Not only have the leading American media failed to discuss the government’s initiatives on religious freedom, but so have the serious foreign policy journals. This is particularly unfortunate, since religious freedom is a powerful and polarizing issue in a number of countries whose efforts to suppress religious dissent have the potential of rocking the world: Afghanistan, Pakistan, Saudi Arabia, Egypt, Indonesia, India, Turkey, and Nigeria.

Religion is now one of the dominant stories in the media. But it is not the story of the "importance of religious freedom" that the U.S. spent three years trumpeting. Rather it is the "dangers of religious extremism" story that has long been used by regimes in Uzbekistan, Turkmenistan, China, Saudi Arabia, and Egypt to justify their policies of repression. While it is impossible to know with certainty whether IRFA will play any serious role in U.S. foreign policy as the U.S. wages war against people professing to act in the name of religion, there are ample grounds for doubt.

The State Department’s third religious freedom report (the release of which was delayed for more than a month after September 11) does not appear to have been edited to conform to the needs of the pressing international crisis. Unfortunately, it appears that the criticisms the report makes are not likely to dissuade the Bush administration from cozying up to a number of questionable regimes.

In the weeks following September 11, the U.S. sent clear messages that it was prepared to overlook their violations of religious freedom if they would join the campaign against terrorism. These messages have been particularly appealing to such countries as China, Uzbekistan, and Sudan, which characteristically claim that their religious minorities are terrorists or insurgents.

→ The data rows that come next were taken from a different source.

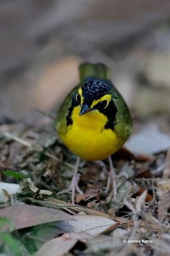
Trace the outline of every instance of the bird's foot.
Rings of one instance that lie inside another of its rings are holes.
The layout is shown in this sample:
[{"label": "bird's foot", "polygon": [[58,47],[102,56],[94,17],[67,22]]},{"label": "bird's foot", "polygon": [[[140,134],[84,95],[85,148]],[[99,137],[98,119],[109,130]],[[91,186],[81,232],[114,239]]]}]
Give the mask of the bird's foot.
[{"label": "bird's foot", "polygon": [[109,162],[110,162],[110,172],[109,177],[108,179],[108,183],[106,189],[106,193],[107,194],[112,182],[113,187],[113,194],[114,194],[114,199],[117,198],[117,177],[115,173],[115,168],[113,166],[112,160],[111,156],[109,156]]}]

China has publicly linked the U.S. battle against terrorism to its own battle against the Muslim Uighers in its western provinces. Uzbekistan has an unseemly reputation for criminalizing all religious groups that have not received prior approval from the government. And the U.S. has been notably uncritical in public of Saudi Arabia, whose policies might fairly be blamed for having nourished and financed the very extremism against which war is now being waged.

Sudan presents a more contradictory picture. On the one hand, the Bush administration is quietly continuing Clinton-era sanctions. On the other hand, the administration has repudiated the religious right’s wish to treat Sudan as a pariah state and has launched what the right finds anathema: a policy of engagement. The U.S. now emphasizes Sudan’s cooperation with the anti-terrorism war while it downplays the Sudanese government’s lethal abuse of its own people.

At the administration’s urging, and to the bitter disappointment of the diehard opponents of any type of engagement with the Sudanese government, Congress on September 19 unceremoniously dropped the fast-moving and widely popular Sudan Peace Act, which would have put added pressure on the regime. Then, in mid-November, the bill appeared to be back on track. Depending on what private diplomatic communications the Sudanese leaders are receiving from the U.S., this could all add up to anything from sophisticated diplomacy to cynical duplicity.

In the weeks following September 11, the Washington voices that earlier had sounded the alarm about religious freedom fell silent. For some, the partisan value of using the issue to attack a political opponent in the White House had disappeared on inauguration day. Others no doubt saw combating terrorism as the more pressing need.

Sadly, the attack by fanatics who wish to quash religious liberty is not prompting government officials to press for the larger principle of religious freedom that was loudly proclaimed in 1998. Rather, it is precipitating them to cultivate convenient alliances with religious oppressors. If the United States pursues its war by abetting regimes that suppress religious freedom in the name of security, it will likely lose the battles for freedom and security.